Madres mexicanas, ¿Amparadas por la ley?

Los municipios son el nivel de gobierno más cercano a la población, por lo que requieren fortalecer y adaptar sus leyes a las condiciones sociales y económicas, sobre todo las que correspondan a sectores vulnerables

De acuerdo con el Instituto Nacional de Estadística y Geografía (Inegi), aproximadamente 32.7 millones de mexicanas son madres; de ellas, casi 40 por ciento trabajan y 21.2 son solteras, separadas, divorciadas, viudas o literalmente abandonadas. Todo ello implica grandes desafíos para estas mujeres —sobre todo cuando tienen hijos pequeños— y para los tres niveles del gobierno en México. Para las primeras, porque además de trabajar deben encargarse invariablemente del cuidado de los hijos. Y para los segundos, porque tendrían que atender y apoyar a este segmento poblacional mediante políticas públicas y leyes destinadas a conciliar el ámbito laboral con el familiar.

Foto: Dreamstime

Para estas mujeres existen programas sociales que incluyen becas destinadas a sus hijos o ayuda económica a las solteras, pero no hay ningún apoyo establecido en las leyes. La excepción es la Ley para la Protección, Apoyo y Promoción a la Lactancia Materna del Estado de México. «Hay un gran vacío legal en el ámbito estatal, pero mayor en el municipal porque se entiende que las disposiciones ya están en los artículos 1º y 4º de la Constitución, que establecen las normas reguladoras de la igualdad jurídica de hombres y mujeres ante la ley», explica Pablo Navarrete, Coordinador de Asuntos Jurídicos del Instituto Nacional de las Mujeres (Inmujeres).

Georgina Cárdenas

Pero además de la Carta Magna, los artículos 166 y 167 de Ley Federal del Trabajo (LFT), prohíben los trabajos peligrosos e insalubres para ellas, les conceden la posibilidad de licencia por maternidad y horarios flexibles para lactancia e igualmente, existe la Convención sobre la Eliminación de Todas las Formas de Discriminación contra la Mujer (Cedaw), externa el entrevistado.
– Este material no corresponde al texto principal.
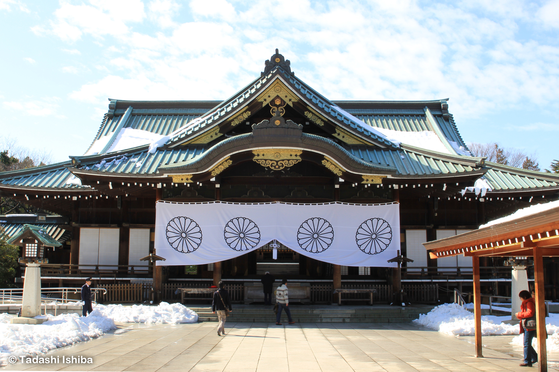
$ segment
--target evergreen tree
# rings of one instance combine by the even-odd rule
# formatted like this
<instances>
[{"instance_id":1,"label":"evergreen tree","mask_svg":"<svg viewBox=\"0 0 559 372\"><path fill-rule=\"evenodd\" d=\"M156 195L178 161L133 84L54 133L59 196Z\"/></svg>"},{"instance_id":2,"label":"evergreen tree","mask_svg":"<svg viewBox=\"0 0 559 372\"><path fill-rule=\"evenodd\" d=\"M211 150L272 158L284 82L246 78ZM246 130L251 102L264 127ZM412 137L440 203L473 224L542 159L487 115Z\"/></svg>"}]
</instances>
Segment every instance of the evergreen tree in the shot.
<instances>
[{"instance_id":1,"label":"evergreen tree","mask_svg":"<svg viewBox=\"0 0 559 372\"><path fill-rule=\"evenodd\" d=\"M20 247L6 243L8 236L0 230L0 286L1 288L15 286L13 278L19 266Z\"/></svg>"},{"instance_id":2,"label":"evergreen tree","mask_svg":"<svg viewBox=\"0 0 559 372\"><path fill-rule=\"evenodd\" d=\"M503 165L506 165L509 163L509 161L506 154L502 148L499 148L499 144L497 143L494 143L493 146L495 147L495 162L499 163L499 164L503 164Z\"/></svg>"},{"instance_id":3,"label":"evergreen tree","mask_svg":"<svg viewBox=\"0 0 559 372\"><path fill-rule=\"evenodd\" d=\"M524 162L522 163L522 168L527 169L529 171L539 171L539 164L536 163L533 160L526 157L526 159L524 160Z\"/></svg>"},{"instance_id":4,"label":"evergreen tree","mask_svg":"<svg viewBox=\"0 0 559 372\"><path fill-rule=\"evenodd\" d=\"M551 170L546 169L546 172L547 173L559 173L559 160L554 160L551 162L551 165L549 166L551 167Z\"/></svg>"}]
</instances>

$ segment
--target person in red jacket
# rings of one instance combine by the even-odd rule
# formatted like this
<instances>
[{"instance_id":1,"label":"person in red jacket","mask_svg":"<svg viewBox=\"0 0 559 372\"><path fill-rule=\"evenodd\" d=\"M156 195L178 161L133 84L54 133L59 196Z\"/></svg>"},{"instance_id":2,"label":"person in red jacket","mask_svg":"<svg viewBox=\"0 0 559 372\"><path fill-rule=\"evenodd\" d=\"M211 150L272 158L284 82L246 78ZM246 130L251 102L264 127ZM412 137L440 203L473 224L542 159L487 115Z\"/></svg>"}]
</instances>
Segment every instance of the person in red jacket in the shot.
<instances>
[{"instance_id":1,"label":"person in red jacket","mask_svg":"<svg viewBox=\"0 0 559 372\"><path fill-rule=\"evenodd\" d=\"M536 330L525 330L522 326L522 320L531 318L536 315L536 300L528 291L520 291L518 297L522 300L520 311L515 315L520 320L520 334L524 335L524 360L519 365L521 367L531 367L533 363L538 363L538 354L532 346L532 340L536 336Z\"/></svg>"}]
</instances>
Sin embargo, reconoce el funcionario, esta normatividad no es suficiente para proteger de discriminación y violencia a quienes están en proceso de maternidad y lactancia. El problema de fondo es que no hemos entendido ni como gobierno ni como sociedad la función social de la maternidad y que ésta es una responsabilidad de hombres y mujeres.

EL CASO DE LA CDMX

Georgina Cárdenas, egresada del posdoctorado en Estudios de Género, de la Universidad Nacional Autónoma de México (UNAM), señala que en la Gaceta Oficial de la Ciudad de México, la 68 bis, del 10 de mayo de 2016, se estableció algo muy innovador: las mujeres que trabajan en el gobierno capitalino tienen permiso de incapacidad hasta por cuatro meses y medio, que se llama permiso retribuido, y se les paga 100 por ciento del salario bruto mensual.

En las condiciones generales de trabajo de la administración capitalina —explica Cárdenas— se establece que las madres pueden ausentarse de sus labores cuando sus pequeños están enfermos. También, si son solteras y tienen hijos menores de 10 años, pueden entrar una hora después de su horario o salir una hora antes. Estos derechos aplican únicamente para las trabajadoras de base no sólo en el gobierno capitalino, sino en dependencias federales.

Los apoyos se limitan a lo laboral y para las sindicalizadas, y cada alcaldía de la capital del país tiene la facultad de estructurar y diseñar su programa, comenta la entrevistada.

URGEN POLÍTICAS PÚBLICAS DE PROTECCIÓN

Tendríamos que avanzar a la protección de la maternidad como un derecho esencial, expresa Navarrete, y agrega que «más allá de tener un regulación normativa en el país —que sí la tenemos en el ámbito federal, no en el estatal ni el municipal— lo que necesitamos es avanzar a un sistema de cuidados con perspectiva de género, en el que haya una promoción de políticas públicas que nos permita el mayor bienestar de las personas que requieren cuidados”.

Necesitamos, asevera, que el Estado, la sociedad y los patrones asuman su responsabilidad y que la normatividad no se limite a lo laboral. Una regulación que proteja la maternidad y la lactancia como una función social relevante debería abarcar otros aspectos; por ejemplo, el escolar.

No es suficiente —asegura Navarrete— que la LFT prohíba la discriminación de género. «Necesitamos bajarlo a las legislaciones de los estados, a fin de que desde ahí se impongan las tareas de cuidado a los hombres. Debemos bajar los conceptos establecidos en la Constitución, en el instrumento de la ONU y la LFT a los bandos de policía y buen gobierno, a las normativas municipales, que es donde a diario ellas afrontan las dificultades de falta de flexibilidad en los trabajos», concluye.